Funding Opportunity W911NF-12-R-0012-02 (Mathematics)
Division of Applied Mathematics, Army Research Office (ARO)
We address a rather neglected but very important research area in stochastic multiscale modeling, namely the propagation of uncertainty across domains characterized by partially correlated processes but with vastly different correlation lengths in space/time. This class of problems includes stochastic/stochastic domain interaction but also stochastic/deterministic coupling. Both the deterministic and stochastic processes may be described by either partial differential equations (PDEs or SPDES) or particle systems, e.g. smooth particle hydrodynamics (SPH) or dissipative particle dynamics (DPD). The domains we consider may be embedded or adjacent but partially overlapping. The fundamental open question we address is the construction of proper transmission boundary conditions at the interface that preserve global statistical properties as it is computationally prohibitive to preserve continuity of trajectories across domains. No rigorous theory or even effective empirical algorithms have yet been developed for interfaces defined in terms of functionals of the stochastic field, e.g. mean, variance or multi-point correlations.

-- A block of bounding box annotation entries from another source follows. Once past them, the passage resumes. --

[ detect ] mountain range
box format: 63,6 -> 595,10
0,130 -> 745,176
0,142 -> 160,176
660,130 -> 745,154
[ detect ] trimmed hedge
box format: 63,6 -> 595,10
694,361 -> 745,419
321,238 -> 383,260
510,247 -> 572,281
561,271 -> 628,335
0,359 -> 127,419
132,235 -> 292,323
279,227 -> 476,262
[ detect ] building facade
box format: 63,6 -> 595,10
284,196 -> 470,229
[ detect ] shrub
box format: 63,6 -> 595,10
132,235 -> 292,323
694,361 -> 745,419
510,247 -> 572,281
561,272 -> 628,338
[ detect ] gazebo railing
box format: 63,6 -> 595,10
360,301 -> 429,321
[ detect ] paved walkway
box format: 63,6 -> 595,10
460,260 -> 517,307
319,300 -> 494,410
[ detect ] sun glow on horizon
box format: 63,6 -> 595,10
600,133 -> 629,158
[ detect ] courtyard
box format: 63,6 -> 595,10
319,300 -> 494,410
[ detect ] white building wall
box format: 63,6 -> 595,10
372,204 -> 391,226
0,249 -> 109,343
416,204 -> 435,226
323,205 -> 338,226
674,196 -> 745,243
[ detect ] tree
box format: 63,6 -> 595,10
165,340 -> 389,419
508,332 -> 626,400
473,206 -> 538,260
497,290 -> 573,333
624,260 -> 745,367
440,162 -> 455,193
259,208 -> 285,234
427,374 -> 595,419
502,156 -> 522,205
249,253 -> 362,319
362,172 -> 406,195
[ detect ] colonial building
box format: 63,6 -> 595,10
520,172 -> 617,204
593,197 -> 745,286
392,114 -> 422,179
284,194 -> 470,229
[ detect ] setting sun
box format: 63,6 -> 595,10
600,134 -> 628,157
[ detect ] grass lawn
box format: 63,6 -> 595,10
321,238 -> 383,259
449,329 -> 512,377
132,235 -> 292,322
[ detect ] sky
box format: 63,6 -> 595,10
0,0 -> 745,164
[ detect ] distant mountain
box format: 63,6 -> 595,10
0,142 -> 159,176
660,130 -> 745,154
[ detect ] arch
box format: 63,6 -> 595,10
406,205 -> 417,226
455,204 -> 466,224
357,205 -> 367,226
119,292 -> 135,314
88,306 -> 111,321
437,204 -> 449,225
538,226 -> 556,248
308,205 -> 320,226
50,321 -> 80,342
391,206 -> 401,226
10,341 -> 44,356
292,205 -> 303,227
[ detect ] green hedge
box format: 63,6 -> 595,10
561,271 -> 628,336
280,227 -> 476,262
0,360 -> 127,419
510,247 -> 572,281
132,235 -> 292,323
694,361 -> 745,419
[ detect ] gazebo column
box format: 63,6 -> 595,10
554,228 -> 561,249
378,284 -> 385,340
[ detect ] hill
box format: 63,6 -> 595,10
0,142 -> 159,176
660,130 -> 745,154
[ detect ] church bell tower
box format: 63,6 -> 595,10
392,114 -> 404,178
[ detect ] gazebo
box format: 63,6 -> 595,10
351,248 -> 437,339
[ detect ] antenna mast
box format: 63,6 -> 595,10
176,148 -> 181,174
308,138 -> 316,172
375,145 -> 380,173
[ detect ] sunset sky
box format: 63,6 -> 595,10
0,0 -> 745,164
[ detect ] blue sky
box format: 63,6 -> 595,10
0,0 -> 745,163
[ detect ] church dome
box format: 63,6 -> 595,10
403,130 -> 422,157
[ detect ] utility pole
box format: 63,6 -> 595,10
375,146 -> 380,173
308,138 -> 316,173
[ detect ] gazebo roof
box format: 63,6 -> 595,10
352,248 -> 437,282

In addition to the high-dimensionality challenge, the stochastic processes across domains are correlated and hence new theoretical developments are required to represent such stochastic correlated systems.
To overcome these difficulties we propose to develop a new general framework for multi-scale propagation of uncertainty in heterogeneous stochastic systems based on multi-level domain decomposition methods. The key idea relies on new types of interface conditions and new time-integrators combined with reduced-order representations and generalized Schwarz methods. This is a timely quest, motivated in particular by recent advances in stochastic modeling techniques, domain decomposition methods and parallel computational algorithms. Specifically, we propose to develop two different approaches based on (1) state-based coupling, where moments of the state variable are employed for information exchange at the interfaces, and (2) PDF-based coupling, where the probability density function is used. The former is based on a theory we developed recently for multi-correlated processes to determine series expansions in terms of a reduced set of random variables and to represent random functions with characteristic components at different spatial scales, e.g. superposition of two (or more) processes with different correlation length. The latter is based also on a new theory that extends the Fokker-Planck-Kolmogorv equation to processes with correlated noise of arbitrary correlation length. The three-year research plan consists of theoretical and numerical developments as well as a general software framework that will implement the proposed algorithms in a seamless way for parallel environments. Demonstration examples will be drawn from multi-scale problems in solid and fluid mechanics as well as general advection-diffusion-reaction systems.
The proposed work will have a significant and broad impact as it will set the foundations of a new stochastic multi-level approach to uncertainty propagation, which is useful to multiscale modeling in many applications of interest to Army Research Labs. For instance, multi-scale stochastic modeling of complex materials and devices, dynamic data-driven applications, complex networks and multi-fidelity optimization under uncertainty.